Doubts at legal system reform

Doubts over whether the proposed Government reform of the legal system will ever be realised have intensified after the European Commission failed this week to address the issue when it made a number of other recommendations, involving cutting health costs, and tackling unemployment and mortgages.

Doubts at legal system reform

The legal reform plan agreed with the EU-IMF troika, and later driven by then justice minister Alan Shatter, aimed to cut the cost of the courts system and reduce lawyers’ fees.

The long-delayed Legal Services Bill, introduced in 2011, outlines the biggest changes to the legal system in the history of the State.

The delays were a source of frequent criticism by the troika.

The draft law includes plans for ‘one-stop shop’ legal practices where barristers and solicitors operate out of the same business firms and also provides for an independent legal regulator.

The bill also seeks to set up an independent complaints framework to deal with allegations of professional misconduct to which the public will have direct access.

The introduction of the legislation was a key condition of Ireland’s EU-International Monetary Fund bailout programme.
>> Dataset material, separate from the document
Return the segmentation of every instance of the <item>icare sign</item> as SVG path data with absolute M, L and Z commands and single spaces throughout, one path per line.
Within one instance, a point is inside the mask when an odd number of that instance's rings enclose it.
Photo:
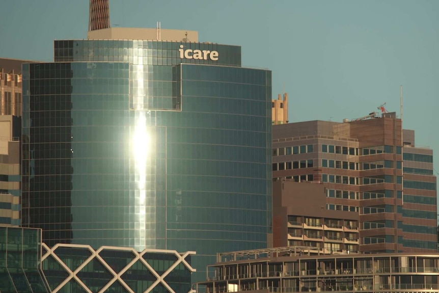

However, the bill has yet to be enacted and may never see the statute books in the lifetime of the current Dáil. It has remained stalled ever since with periodic assurances from Government that it was being dealt with.

Ireland received four recommendations. They covered correcting the deficit, making the healthcare system more cost-effective, getting people back to work — including affordable childcare and restructuring mortgages in arrears.

The commission recommends that Ireland take measures to increase the cost-effectiveness of the healthcare system, including by reducing spending on patented medicines.

However, the commission was silent on legal reform, an issue that was one of the main planks of the troika’s thrust for economic changes in Ireland, insisting the country address the so-called sheltered sectors of the economy, including the legal profession.